Non-technical Abstract
The primary purpose of this clinical investigation is to assess the safety
of a novel, adenoviral vector (so called minimal or gutless vector), termed
MiniAdFVIII.
The secondary purpose of this clinical investigation is to determine if
gene transfer can be used to cause the production of circulating, functional
levels of Factor VIII (FVIII). FVIII is a protein that aids in the clotting
of blood that is deficient in patients with severe hemophilia A. Patients
who have hemophilia A are currently treated with clotting factors, but
most patients receive treatment only for bleeding events and not for prevention
of bleeding.
Gene transfer experiments have been carried out in people with various
diseases including hemophilia. Some of these studies have used a virus
to carry the gene into the patient's cells. One of the viruses used in
gene transfer is the adenovirus that, in its natural form, can cause illness
such as flu. Importantly, preclinical studies performed at several independent
laboratories (including our own) have indicated that gutless adenoviral
vectors have improved safety and efficacy profiles compared to earlier
generation adenoviral vectors which are currently in clinical trails.

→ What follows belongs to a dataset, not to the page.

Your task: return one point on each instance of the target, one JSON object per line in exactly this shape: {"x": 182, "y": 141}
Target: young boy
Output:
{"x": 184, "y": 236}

The investigators will determine if MiniAdFVIII can transfer the FVIII
gene to produce the FVIII clotting factor in severe hemophilia A patients.
MiniAdFVIII has most of the virus DNA removed and replaced with the FVIII
gene, a normal gene that is designed to assist the liver cell to make
FVIII through gene transfer. The MiniAdFVIII is designed not to multiply
and spread in the body. This approach has been previously tested in laboratory
animals. The experiments suggested that administration of the MiniAdFVIII
could produce circulating, functional levels of FVIII in the blood.